Case law precedents are not binding and courts are free to interpret the law, which could result in the same issue being treated differently by the courts.
The elements of contract law are governed by civil law doctrine contained in the Civil Code.12
ii Making the contract
Essential ingredients of an insurance contract
For the purposes of Maltese law, a contract of insurance means an agreement in which an insurer agrees, for a consideration, to pay to or for the account of the insured a sum of money or other consideration, whether by way of indemnity against loss, damage or liability or otherwise, on the occurrence of a specified event with respect to which there is an element of uncertainty as to when or whether it will take place.13
The rules of contract law apply to contracts of insurance and reinsurance. Hence, for a contract to be valid the following essential elements must be satisfied:
- the parties must have capacity to contract;
- there must be the consent of the parties;
- there must be a certain element that constitutes the subject matter of the contract; and
- there must be a lawful consideration.
Together with the Civil Code elements, Maltese jurisprudence has established the importance of the common law principles of insurable interest and utmost good faith in contracts of insurance.
Recording the contract
Generally speaking, a contract can be concluded verbally;14 however, the MFSA Conduct Rulebook requires a written policy document to be issued by the insurer to the policyholder.
iii Interpreting the contract
General rules of interpretation
Insurance and reinsurance contracts are subject to the same general rules of interpretation that apply to other contracts, as provided for in the Civil Code. Where the terms of an agreement are clear and words in the agreement are attributed the meaning attached to them by usage at the time of the agreement, there shall be no room for interpretation.15 Where the literal meaning differs from the common intention of the parties as clearly evidenced by the whole of the agreement, preference shall be given to the intention of the parties.16 In case of any doubt, the agreement shall be interpreted against the obligee (insurer) and in favour of the obligor (insured).17
Types of terms in insurance contracts
It is common practice for an insurance policy to include clauses relating to policy limits, excess amounts and other general exclusions, indemnity limit and period of insurance, warranties, conditions precedent and consumer complaints' process.

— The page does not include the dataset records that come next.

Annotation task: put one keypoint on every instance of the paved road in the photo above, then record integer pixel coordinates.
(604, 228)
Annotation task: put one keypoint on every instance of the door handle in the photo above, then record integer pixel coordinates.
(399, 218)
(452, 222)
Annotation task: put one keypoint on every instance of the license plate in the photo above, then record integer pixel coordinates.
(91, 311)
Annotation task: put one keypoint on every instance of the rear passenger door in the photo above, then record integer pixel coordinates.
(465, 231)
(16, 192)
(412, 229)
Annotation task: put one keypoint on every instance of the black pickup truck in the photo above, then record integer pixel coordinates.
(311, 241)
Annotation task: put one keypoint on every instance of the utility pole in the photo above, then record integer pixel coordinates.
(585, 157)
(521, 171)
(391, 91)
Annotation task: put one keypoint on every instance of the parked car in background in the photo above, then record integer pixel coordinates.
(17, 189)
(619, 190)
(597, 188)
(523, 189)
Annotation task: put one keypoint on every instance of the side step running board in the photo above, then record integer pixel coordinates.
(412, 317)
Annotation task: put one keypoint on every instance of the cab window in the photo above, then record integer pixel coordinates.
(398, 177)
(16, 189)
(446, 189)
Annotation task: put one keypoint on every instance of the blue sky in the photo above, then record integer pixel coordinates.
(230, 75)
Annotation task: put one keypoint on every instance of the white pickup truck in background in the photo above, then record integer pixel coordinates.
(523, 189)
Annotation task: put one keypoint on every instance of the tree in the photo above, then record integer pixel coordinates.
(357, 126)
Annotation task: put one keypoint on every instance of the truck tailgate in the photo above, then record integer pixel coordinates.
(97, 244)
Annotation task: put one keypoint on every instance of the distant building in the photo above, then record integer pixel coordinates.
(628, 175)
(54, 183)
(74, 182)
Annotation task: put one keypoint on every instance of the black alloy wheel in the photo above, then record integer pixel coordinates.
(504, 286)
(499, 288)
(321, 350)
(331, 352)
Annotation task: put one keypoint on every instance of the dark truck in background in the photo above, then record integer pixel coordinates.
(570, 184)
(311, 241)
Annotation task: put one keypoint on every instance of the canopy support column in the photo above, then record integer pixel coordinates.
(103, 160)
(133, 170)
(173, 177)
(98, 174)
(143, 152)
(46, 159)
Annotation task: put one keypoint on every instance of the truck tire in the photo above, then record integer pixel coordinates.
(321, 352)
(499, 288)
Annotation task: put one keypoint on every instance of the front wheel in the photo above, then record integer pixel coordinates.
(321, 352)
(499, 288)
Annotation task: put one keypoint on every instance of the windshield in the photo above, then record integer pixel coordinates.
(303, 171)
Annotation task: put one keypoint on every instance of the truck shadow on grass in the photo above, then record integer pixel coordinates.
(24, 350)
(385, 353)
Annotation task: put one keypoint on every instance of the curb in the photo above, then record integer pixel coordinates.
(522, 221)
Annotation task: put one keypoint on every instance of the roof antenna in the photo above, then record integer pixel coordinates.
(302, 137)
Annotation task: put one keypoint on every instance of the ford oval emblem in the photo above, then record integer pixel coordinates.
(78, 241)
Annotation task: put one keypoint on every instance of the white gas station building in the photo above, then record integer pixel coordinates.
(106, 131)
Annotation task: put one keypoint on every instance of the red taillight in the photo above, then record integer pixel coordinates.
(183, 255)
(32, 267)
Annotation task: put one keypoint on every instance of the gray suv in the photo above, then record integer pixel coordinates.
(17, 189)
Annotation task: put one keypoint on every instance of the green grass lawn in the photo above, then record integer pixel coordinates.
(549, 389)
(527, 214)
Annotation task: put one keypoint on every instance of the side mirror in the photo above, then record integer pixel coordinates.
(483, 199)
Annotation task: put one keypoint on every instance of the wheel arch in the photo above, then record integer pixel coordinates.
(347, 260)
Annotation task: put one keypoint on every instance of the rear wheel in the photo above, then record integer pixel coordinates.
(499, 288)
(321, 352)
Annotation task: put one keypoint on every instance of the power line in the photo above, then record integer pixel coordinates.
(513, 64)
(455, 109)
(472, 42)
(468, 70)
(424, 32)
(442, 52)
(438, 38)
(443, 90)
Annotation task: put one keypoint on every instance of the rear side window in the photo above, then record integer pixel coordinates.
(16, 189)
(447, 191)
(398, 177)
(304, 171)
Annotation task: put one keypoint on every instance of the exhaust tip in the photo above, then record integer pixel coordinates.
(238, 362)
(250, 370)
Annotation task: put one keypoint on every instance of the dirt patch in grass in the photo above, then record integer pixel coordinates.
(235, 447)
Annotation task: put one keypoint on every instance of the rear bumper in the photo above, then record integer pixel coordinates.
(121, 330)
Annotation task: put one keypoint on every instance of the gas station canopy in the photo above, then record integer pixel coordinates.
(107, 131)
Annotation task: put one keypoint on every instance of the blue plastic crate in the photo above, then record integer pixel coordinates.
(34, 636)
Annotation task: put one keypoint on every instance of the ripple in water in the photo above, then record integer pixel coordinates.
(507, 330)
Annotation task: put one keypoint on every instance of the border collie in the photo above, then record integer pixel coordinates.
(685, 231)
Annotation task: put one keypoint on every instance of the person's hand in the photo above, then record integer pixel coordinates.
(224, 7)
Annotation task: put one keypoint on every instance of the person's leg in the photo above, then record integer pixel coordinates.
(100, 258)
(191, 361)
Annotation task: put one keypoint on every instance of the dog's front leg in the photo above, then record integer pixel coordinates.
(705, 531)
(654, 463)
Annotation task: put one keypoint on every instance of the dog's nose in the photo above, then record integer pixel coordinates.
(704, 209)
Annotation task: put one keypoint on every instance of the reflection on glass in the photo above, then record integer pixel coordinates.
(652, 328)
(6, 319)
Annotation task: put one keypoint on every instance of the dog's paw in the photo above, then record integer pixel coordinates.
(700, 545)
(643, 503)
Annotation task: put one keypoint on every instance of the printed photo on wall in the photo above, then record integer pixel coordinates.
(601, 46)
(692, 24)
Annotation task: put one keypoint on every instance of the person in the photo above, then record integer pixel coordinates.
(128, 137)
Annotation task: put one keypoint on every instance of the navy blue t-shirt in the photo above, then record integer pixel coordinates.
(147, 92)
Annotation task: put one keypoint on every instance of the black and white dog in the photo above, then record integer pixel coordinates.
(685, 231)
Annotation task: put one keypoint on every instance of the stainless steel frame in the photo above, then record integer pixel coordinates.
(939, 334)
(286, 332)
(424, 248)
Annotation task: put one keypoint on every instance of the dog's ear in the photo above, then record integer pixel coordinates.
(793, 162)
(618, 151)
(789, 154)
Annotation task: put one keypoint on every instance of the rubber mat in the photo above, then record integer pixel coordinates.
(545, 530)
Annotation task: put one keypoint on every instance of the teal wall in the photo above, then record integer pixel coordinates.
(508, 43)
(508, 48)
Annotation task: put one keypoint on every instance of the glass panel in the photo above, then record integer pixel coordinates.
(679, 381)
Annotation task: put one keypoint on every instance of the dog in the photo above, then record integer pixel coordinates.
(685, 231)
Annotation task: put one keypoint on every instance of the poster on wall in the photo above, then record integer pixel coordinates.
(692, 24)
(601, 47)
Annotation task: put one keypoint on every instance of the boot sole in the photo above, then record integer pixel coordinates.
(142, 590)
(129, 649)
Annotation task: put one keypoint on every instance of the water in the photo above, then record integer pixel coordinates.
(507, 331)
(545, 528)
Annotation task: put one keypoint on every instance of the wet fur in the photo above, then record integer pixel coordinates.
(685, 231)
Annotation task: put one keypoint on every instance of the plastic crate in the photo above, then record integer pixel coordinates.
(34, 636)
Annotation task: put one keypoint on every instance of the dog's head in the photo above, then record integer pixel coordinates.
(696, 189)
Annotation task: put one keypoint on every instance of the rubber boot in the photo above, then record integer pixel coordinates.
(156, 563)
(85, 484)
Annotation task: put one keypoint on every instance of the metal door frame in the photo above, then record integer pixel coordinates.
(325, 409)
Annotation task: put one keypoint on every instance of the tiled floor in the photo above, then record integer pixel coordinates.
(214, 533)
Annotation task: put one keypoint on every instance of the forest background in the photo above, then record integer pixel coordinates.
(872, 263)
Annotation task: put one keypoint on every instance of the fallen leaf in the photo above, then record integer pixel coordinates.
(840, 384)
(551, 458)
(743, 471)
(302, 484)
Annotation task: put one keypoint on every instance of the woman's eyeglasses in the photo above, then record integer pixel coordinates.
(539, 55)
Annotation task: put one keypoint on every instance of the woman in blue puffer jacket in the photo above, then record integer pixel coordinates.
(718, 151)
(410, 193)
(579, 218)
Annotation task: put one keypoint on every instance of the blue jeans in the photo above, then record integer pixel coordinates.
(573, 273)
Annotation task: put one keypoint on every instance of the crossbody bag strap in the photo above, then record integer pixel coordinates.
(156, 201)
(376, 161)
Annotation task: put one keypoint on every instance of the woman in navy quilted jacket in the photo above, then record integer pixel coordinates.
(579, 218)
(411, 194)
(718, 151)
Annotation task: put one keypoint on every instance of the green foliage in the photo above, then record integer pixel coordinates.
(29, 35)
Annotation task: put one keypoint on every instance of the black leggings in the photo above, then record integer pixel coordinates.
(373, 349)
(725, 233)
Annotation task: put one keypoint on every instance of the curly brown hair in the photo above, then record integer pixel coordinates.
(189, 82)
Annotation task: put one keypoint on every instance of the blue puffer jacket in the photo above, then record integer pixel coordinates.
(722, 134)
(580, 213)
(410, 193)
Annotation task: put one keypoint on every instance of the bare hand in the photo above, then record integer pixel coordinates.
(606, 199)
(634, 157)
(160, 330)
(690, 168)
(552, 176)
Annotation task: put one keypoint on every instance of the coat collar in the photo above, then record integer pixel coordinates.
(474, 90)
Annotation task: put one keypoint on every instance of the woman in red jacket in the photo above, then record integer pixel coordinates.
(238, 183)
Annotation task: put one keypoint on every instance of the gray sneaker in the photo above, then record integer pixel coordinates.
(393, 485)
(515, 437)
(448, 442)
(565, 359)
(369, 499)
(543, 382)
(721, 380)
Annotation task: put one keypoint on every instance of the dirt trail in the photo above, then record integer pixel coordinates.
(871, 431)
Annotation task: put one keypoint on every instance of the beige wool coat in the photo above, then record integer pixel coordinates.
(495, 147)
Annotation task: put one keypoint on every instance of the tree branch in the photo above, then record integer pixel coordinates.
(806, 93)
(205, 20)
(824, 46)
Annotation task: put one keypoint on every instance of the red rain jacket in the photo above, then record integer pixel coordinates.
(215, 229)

iv Intermediaries and the role of the broker
The IDA regulates insurance brokers, insurance agents, tied insurance intermediaries, ancillary insurance intermediaries and insurance managers. Insurance distribution activities means the activities of introducing, proposing or carrying out other work preparatory to the conclusion of contracts of insurance or of concluding such contracts or of assisting in the administration and performance of such contracts, in particular in the event of a claim.18
Insurance agents are persons appointed by an insurer to be its agent with the authority to enter into contracts of insurance on its behalf. Insurance brokers are those who acting with complete freedom as to their choice of insurers, bring together persons seeking insurance and insurers, who carry out work preparatory to the conclusion of insurance and reinsurance contracts and who assist in the administration and performance of such contracts, in particular in the event of a claim.
Tied insurance intermediaries are defined as persons carrying on insurance intermediary activities for or on behalf of one or more insurers in the case of insurance products that are not in competition. These persons may collect premiums or amounts intended for the policyholder; however, they cannot make any insurance commitments towards or on behalf of the public. Insurance brokers are prohibited from appointing tied insurance intermediaries but can set up branches and appoint introducers. Under the IDD, insurance brokers are now permitted to appoint AIIs.
An AII is considered to be an insurance intermediary operating under specific conditions (e.g., a travel agent, car rental company or motor vehicle dealer). The activities of AIIs are described as the activities of persons who, for remuneration, take up or pursue insurance distribution activities on an ancillary basis, acting under the full responsibility of authorised undertakings, for the products that concern them, provided that all the following conditions are met:
- the principal professional activity of the natural or legal persons does not comprise insurance distribution activities;
- the natural or legal persons only carry out insurance distribution activities in relation to certain insurance products that are complementary to a good or service; and
- the insurance products concerned do not cover long-term insurance business or liability risks, unless that cover complements the good or service that the natural or legal persons provide as their principal professional activity.
Insurance managers can provide services to either an insurer or an insurance broker. In the former case, an insurance manager can accept an appointment from an insurer to manage any of its business and may have the authority to enter into contracts of insurance on behalf of the insurer. Insurance managers may also accept an appointment from an insurance broker with certain limitations specified in the law.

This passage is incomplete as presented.